Разумеется, в идеократической деспотии, какой был сталинский СССР, полноценное сословное общество сложиться не могло. Сословные организации и тем более сословное представительство были невозможны. (Строго говоря, его не было и в царской России. В Европе сословия складывались в результате самоорганизации. Внутрисословные нормы и привилегии сословий формировались исторически как результат компромисса внутри средневекового общества. В Московии ничего этого не было.) Полноценный механизм наследования сословного статуса оформлялся на уровне социальной практики, но не имел правового закрепления. Однако сословное самосознание и солидарное действие во имя сословных интересов наблюдаемо и легко верифицируется. Как только умер Сталин, партийная номенклатура развернула борьбу за неподсудность и, в конечном итоге, добилась полной неподсудности своих членов. За преступления, которые по советским законам тянули на 15 лет тюрьмы с конфискацией имущества, Верховная власть отправляла крупного функционера на пенсию. А за провинности среднего уровня губернский чиновник ссылался в Облсовпроф. Эта аббревиатура обозначала Областной совет профсоюзов; аппаратчики называли его «братской могилой» для потерпевших крах карьерных чиновников.
Для нас важно подчеркнуть, что сакральный характер Власти не просто предполагает, но требует сословного общества. И, соответственно, десакрализация власти, превращение ее в институт правовой демократии требует разрушения сословного порядка.
С разворачиванием десталинизации, в последние десятилетия советской эпохи жесткость сословного разделения несколько размывается. Восходящий к эпохе Маленкова тренд на производство товаров широкого потребления, развернутое Хрущевым массовое жилищное строительство диктовались жесткой необходимостью формирования материальных стимулов к общественно полезной деятельности. Советские люди устали от нищеты и отказывались работать за идею. Но социально-культурные и психологические последствия этого сдвига были сложно обозримы. Система достижительных ценностей проблематизирует сословные перегородки послевоенного общества, а разворачивающаяся потребительская установка отторгает советский проект как целое, с его «идейностью», аскетизмом и пафосом жертвенного труда во имя будущих поколений.
Перестройка и крах социалистического проекта задали следующую итерацию разрушения/восстановления базовых характеристик российской модели. В двухтысячные годы российское общество приобретает черты сословного. Процесс этот развивается на наших глазах и близок к завершению. Сложился порядок вещей, в котором «гранды» очевидно неподсудны и зависят непосредственно от Правителя. Их дети наследуют места в советах директоров корпораций. Обществу дают понять, что эти люди пришли навсегда. Зафиксируем тезис: сословный характер общества, а также единство сакральной Власти земной и Власти небесной составляют ядро российского традиционного космоса.
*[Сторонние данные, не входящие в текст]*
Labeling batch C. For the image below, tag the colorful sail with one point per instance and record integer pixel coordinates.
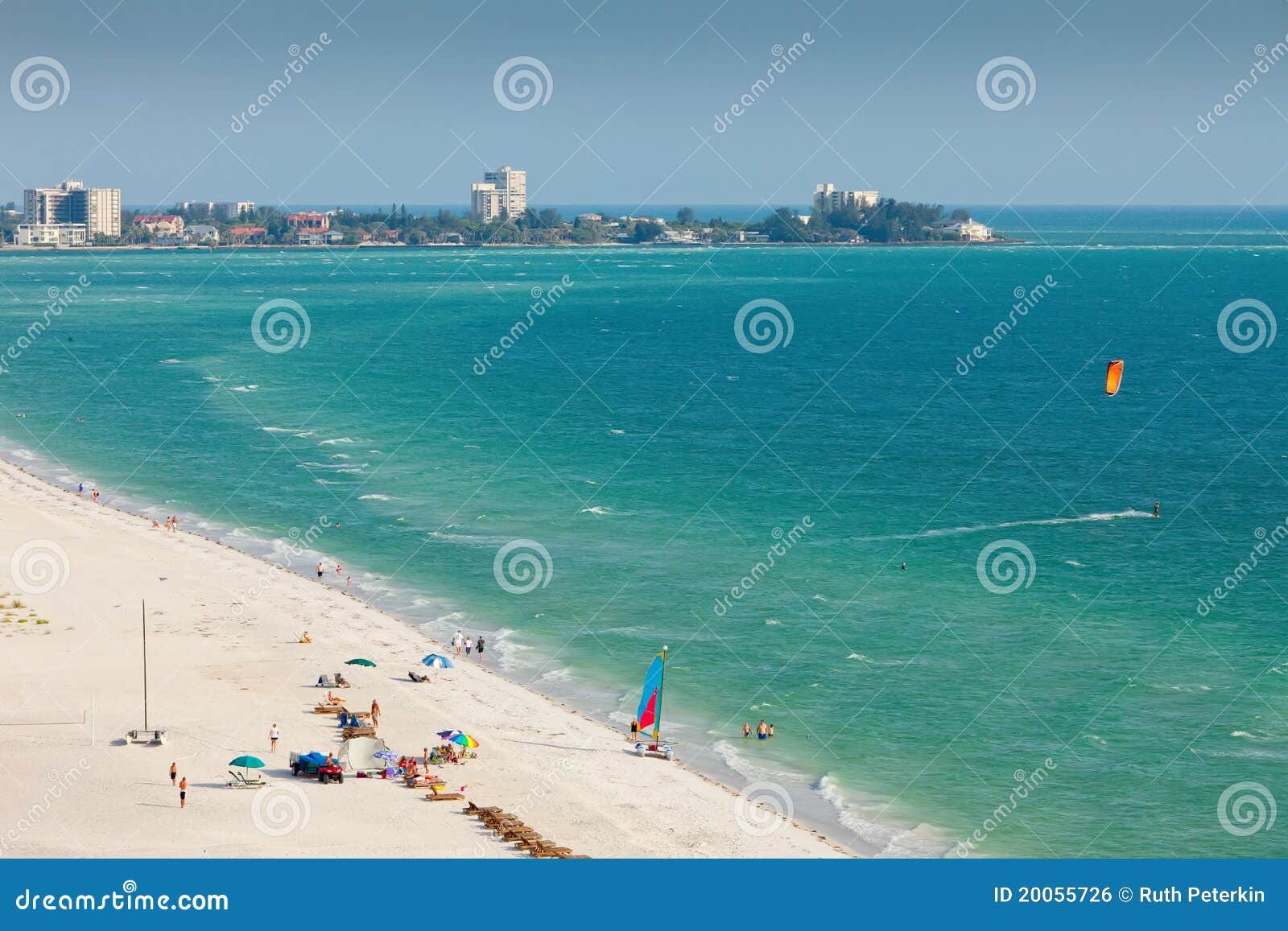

В высшей степени примечательна и эволюция статуса православия в рамках переходного периода: Конец советской эпохи: тысячелетие крещения 1989 г. – в контексте Перестройки перспектива изживания «религиозных пережитков» снимается. Девяностые годы: свобода религиозного выбора и проповеди при последовательном нарастании удельного веса РПЦ. Конец девяностых – двухтысячные. Власть многообразно просигналила: православие – подлинная русская вера, а РПЦ – церковь всего русского народа. Инородец может быть мусульманином или буддистом, но русский – значит православный. Этот тренд с энтузиазмом подхвачен традиционными слоями общества. Мощнейший нажим с разных сторон – все в РПЦ. Традиционный социальный абсолют собирается заново.